Hurley plays ‘”when a man loves a woman” or ”at last” or something similar.

Doc walks over to the perfectly still Beth.

Doc: May I have this dance

Beth nods. She turns to him. They dance, at first stiffly, then closer. Hurley is smiling and dancing alone.

Radio shack lights fade out. Music continues.

Bar area lights start to fade.

They fade to the point that the audience thinks the play is over. But then.

Doc: Beth, will you marry me?

Beth: Are you sure?

Lights come up a little. They dance some more.

Doc: I’m so sure.

Beth: Yes. I will.

They continue dancing as the stage continues to darken and the music fades.

Suddenly, the loud cry of a “happy” osprey.

Doc looks up and smiles. Pulls Beth even closer.

Stage goes dark.

The End

Acknowledgements

I thank everyone who helped me with the ideas, writing, and presentation of The Boating Party.

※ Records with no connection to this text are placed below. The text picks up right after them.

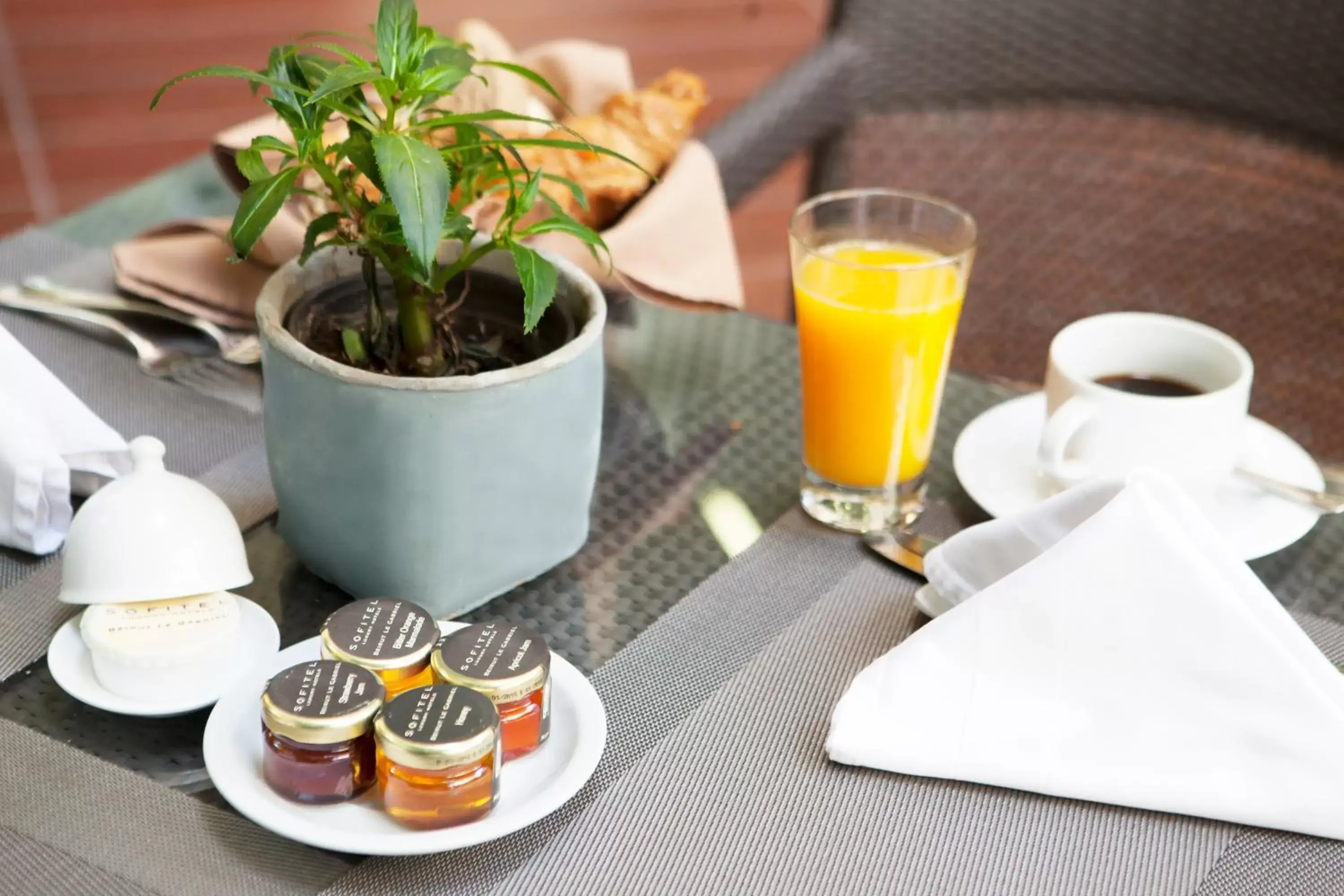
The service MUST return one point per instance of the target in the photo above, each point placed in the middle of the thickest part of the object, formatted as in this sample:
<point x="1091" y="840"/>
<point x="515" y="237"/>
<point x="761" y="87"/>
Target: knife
<point x="905" y="548"/>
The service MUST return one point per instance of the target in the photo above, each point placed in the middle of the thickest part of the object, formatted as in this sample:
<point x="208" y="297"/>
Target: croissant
<point x="647" y="127"/>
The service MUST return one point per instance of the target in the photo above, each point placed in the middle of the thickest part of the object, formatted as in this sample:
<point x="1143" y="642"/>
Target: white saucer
<point x="995" y="460"/>
<point x="530" y="788"/>
<point x="72" y="667"/>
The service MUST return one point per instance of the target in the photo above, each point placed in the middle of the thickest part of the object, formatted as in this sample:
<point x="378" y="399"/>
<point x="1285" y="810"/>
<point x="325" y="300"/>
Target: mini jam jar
<point x="392" y="638"/>
<point x="513" y="667"/>
<point x="318" y="720"/>
<point x="439" y="757"/>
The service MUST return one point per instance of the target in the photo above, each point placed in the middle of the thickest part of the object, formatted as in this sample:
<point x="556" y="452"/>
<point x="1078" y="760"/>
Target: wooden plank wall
<point x="77" y="77"/>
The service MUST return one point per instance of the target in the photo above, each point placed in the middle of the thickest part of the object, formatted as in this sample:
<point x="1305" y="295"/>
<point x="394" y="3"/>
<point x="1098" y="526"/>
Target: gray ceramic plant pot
<point x="445" y="492"/>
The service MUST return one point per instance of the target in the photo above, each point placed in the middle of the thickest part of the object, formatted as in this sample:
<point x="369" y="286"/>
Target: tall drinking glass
<point x="878" y="279"/>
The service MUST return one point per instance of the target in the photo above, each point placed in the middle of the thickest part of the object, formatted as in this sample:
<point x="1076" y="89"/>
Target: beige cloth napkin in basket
<point x="674" y="245"/>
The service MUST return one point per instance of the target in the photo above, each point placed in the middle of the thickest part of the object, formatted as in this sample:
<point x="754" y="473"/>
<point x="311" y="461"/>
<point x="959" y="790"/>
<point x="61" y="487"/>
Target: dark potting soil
<point x="479" y="318"/>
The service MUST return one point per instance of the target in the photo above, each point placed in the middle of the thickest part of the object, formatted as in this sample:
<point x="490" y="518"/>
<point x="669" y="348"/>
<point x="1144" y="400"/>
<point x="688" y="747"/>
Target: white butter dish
<point x="162" y="650"/>
<point x="70" y="663"/>
<point x="152" y="535"/>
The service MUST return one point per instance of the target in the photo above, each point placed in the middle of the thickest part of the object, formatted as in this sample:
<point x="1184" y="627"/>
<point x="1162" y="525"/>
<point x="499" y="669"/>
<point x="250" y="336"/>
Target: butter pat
<point x="160" y="650"/>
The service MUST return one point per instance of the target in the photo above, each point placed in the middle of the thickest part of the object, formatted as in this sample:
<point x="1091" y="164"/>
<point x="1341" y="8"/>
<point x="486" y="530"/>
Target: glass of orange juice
<point x="878" y="280"/>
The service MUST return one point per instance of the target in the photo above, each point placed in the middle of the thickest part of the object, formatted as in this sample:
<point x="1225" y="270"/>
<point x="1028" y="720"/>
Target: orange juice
<point x="875" y="331"/>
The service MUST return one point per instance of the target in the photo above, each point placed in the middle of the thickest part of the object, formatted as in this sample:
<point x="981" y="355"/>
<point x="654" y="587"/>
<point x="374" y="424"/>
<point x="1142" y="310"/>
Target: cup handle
<point x="1061" y="429"/>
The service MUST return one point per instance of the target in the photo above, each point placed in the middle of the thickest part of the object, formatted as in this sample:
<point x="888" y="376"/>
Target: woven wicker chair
<point x="1183" y="156"/>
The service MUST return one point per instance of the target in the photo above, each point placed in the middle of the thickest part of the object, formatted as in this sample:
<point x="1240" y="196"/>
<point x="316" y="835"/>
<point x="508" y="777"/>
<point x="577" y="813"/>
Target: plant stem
<point x="422" y="354"/>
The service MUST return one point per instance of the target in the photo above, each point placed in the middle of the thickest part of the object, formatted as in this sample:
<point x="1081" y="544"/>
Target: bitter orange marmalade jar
<point x="439" y="757"/>
<point x="513" y="667"/>
<point x="318" y="720"/>
<point x="392" y="638"/>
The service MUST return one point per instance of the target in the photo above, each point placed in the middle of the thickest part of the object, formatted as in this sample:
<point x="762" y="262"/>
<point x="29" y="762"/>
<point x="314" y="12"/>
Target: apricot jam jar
<point x="392" y="638"/>
<point x="318" y="720"/>
<point x="439" y="757"/>
<point x="513" y="667"/>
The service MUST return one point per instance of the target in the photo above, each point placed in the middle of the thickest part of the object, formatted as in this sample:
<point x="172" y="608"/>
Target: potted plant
<point x="433" y="385"/>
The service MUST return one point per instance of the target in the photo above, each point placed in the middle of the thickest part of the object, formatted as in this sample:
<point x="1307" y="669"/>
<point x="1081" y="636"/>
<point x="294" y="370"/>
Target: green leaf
<point x="439" y="80"/>
<point x="354" y="346"/>
<point x="229" y="72"/>
<point x="396" y="33"/>
<point x="457" y="226"/>
<point x="468" y="117"/>
<point x="250" y="166"/>
<point x="316" y="69"/>
<point x="523" y="72"/>
<point x="562" y="224"/>
<point x="272" y="144"/>
<point x="417" y="182"/>
<point x="258" y="207"/>
<point x="343" y="78"/>
<point x="349" y="56"/>
<point x="316" y="229"/>
<point x="565" y="225"/>
<point x="359" y="150"/>
<point x="539" y="280"/>
<point x="529" y="197"/>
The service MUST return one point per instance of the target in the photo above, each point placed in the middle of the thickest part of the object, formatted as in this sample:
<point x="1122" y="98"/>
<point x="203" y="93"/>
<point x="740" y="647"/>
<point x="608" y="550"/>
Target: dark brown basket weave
<point x="1088" y="210"/>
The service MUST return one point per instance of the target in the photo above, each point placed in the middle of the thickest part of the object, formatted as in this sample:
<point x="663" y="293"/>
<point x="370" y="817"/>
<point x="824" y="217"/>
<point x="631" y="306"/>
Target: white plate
<point x="530" y="788"/>
<point x="995" y="460"/>
<point x="72" y="667"/>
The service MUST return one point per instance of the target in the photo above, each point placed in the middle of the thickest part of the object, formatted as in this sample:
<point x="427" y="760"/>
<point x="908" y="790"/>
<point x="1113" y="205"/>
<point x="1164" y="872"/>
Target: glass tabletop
<point x="699" y="456"/>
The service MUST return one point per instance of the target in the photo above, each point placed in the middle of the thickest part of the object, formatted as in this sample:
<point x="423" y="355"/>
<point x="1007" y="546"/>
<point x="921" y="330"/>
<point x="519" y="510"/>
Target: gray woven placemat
<point x="111" y="823"/>
<point x="70" y="823"/>
<point x="741" y="798"/>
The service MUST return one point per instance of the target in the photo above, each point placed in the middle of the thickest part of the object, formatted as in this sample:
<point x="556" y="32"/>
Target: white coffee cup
<point x="1097" y="431"/>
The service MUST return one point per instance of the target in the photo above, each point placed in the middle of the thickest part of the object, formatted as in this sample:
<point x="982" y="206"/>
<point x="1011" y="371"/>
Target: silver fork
<point x="236" y="349"/>
<point x="211" y="377"/>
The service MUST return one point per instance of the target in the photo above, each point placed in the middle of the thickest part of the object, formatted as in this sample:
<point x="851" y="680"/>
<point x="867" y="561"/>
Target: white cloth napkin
<point x="976" y="558"/>
<point x="52" y="445"/>
<point x="1133" y="661"/>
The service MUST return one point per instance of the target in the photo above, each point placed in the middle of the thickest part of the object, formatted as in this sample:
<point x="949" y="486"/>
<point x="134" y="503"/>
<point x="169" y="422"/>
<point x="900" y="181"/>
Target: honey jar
<point x="439" y="757"/>
<point x="513" y="667"/>
<point x="318" y="720"/>
<point x="392" y="638"/>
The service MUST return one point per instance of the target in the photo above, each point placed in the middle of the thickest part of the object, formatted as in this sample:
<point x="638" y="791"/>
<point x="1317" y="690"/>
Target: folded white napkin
<point x="976" y="558"/>
<point x="1133" y="661"/>
<point x="52" y="445"/>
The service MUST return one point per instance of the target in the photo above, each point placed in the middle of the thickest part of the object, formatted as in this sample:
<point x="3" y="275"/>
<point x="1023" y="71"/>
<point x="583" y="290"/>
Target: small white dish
<point x="995" y="460"/>
<point x="72" y="665"/>
<point x="530" y="788"/>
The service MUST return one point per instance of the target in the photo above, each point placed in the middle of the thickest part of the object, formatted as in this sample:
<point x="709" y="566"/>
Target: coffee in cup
<point x="1131" y="389"/>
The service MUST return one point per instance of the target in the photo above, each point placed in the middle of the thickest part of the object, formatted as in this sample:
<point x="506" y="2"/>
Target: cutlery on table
<point x="236" y="349"/>
<point x="1323" y="501"/>
<point x="211" y="377"/>
<point x="902" y="547"/>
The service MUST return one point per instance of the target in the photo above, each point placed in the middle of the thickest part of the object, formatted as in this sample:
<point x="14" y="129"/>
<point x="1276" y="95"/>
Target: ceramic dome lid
<point x="152" y="535"/>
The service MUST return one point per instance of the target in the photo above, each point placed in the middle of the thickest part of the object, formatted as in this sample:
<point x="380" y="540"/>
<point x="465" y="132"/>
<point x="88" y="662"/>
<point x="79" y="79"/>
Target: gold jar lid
<point x="439" y="727"/>
<point x="379" y="633"/>
<point x="502" y="660"/>
<point x="324" y="702"/>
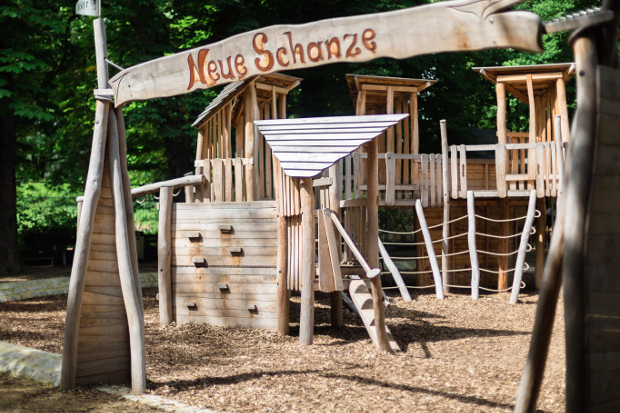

In particular, the contributions of Glenn Boledovich, Pierre-Marc Daggett, Mary Hope Katsouros, George Mitchell, William Seitz, and Robert Shea are sincerely appreciated.

End Notes

The Boating Party is dedicated to Sea Aggies everywhere. It was written during my long association with Texas A&M University, especially its Galveston campus. A perfect place to learn about exceptional students, dedicated but eccentric faculty, and truly insane administrators.